Не понять молодому старого, живому — мертвого. Но пахнуло на Глеба холодком небытия. Вот эта вода встанет черными горбами, заревет и в один миг унесет Марию. Или бык убьет. Или оспа случится. Беречь надо друг друга, беречь. Его охватило такое беспокойство, что он едва сдержался, чтобы не пойти к Синенкиным тотчас.
— Спой, дедушка, веселую!
— Это надо твоего братца Спиридона.
— А много сложил слов-песен?
— Есть одна, — весело подмигнул старик, вернувшийся с высот печали на грешную землю.
— Скажи словесно.
— Нет, и не проси, уж коли отпечатал бочку — пей до дна, а тут винцо особое, не успеешь выпить — фонтаном разлетится, нельзя трогать.
Закат позолотил неподвижные облака-башни. Глеб выбил мучную пыль из каракулевой шапки, потуже затянул серебряный пояс, обмахнул мешком сапоги и пошел гужеваться с девками.
На этот раз собрались у Любы Марковой — у нее был день ангела. Парни наворовали дома припасов — кто целого гуся приволок, кто домашнего вина бутыль, девки накрыли стол, нажарили тыквенных семечек, нарумянили щеки, и без того полыхавшие бурачно-розовыми пятнами. Нашелся гармонист. Ели, шутили, дарились конфетами, рассказывали жуткие истории с участием мертвецов и железного волка, играли в жмурки.

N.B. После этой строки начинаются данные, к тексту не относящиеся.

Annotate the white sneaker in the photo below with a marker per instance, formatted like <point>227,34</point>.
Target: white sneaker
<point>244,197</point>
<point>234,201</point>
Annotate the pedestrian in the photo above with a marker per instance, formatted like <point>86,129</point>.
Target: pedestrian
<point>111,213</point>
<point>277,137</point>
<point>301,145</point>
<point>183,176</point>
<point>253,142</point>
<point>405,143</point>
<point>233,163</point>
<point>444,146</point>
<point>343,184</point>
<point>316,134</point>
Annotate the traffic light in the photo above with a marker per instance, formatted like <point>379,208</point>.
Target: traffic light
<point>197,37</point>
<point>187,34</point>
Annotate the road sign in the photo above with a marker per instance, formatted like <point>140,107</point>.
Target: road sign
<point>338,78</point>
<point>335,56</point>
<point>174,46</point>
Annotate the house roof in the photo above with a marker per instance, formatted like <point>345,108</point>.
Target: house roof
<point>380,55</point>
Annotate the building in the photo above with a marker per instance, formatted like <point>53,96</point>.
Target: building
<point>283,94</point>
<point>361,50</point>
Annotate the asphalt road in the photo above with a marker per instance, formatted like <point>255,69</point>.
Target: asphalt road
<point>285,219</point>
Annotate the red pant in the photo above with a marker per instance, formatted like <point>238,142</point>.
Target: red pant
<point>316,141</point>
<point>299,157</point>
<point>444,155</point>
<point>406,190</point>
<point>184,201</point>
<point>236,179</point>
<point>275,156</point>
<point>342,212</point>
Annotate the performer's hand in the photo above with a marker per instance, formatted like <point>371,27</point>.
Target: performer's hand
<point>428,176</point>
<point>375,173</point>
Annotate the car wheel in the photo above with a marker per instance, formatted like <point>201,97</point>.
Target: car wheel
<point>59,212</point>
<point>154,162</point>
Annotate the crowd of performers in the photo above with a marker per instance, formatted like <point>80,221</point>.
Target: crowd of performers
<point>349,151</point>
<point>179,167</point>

Парами уходили в звездный квадрат растворенной двери.
Глеб и думать забыл об Афиногене и его невеселых песнях и рассказах. Но осталась нежность к Марии. Забота. Любовь. Радость, что она жива, рядом, и уж не так безобразны ее светлые волосы, хотя их не сравнишь с черным шелком волос ее подруги Любы. А тут ревность заговорила и хозяйская сметка: не проворонить бы девку, на нее, оказывается, парни смотрят, как на диво, наперебой плясать вызывают, пряниками засыпали. Значит, есть в ней что-то ценное, а такое и себе сгодится. Бесили Глеба и железные глаза Хавроньки Горепекиной — смотрела она на него, как на свое, кровное, ведь он не раз провожал ее с посиделок. Шутишь, девка, казак вольный человек, кого хочу, того люблю. И нынче провожать буду не тебя, а Маруську. Когда Мария подосвиданилась, Глеб скользнул за ней, все же избегая круглых глаз Хавроньки, принарядившейся ради него в маркизетовое платье, которое, он знал, ей берегли к венцу.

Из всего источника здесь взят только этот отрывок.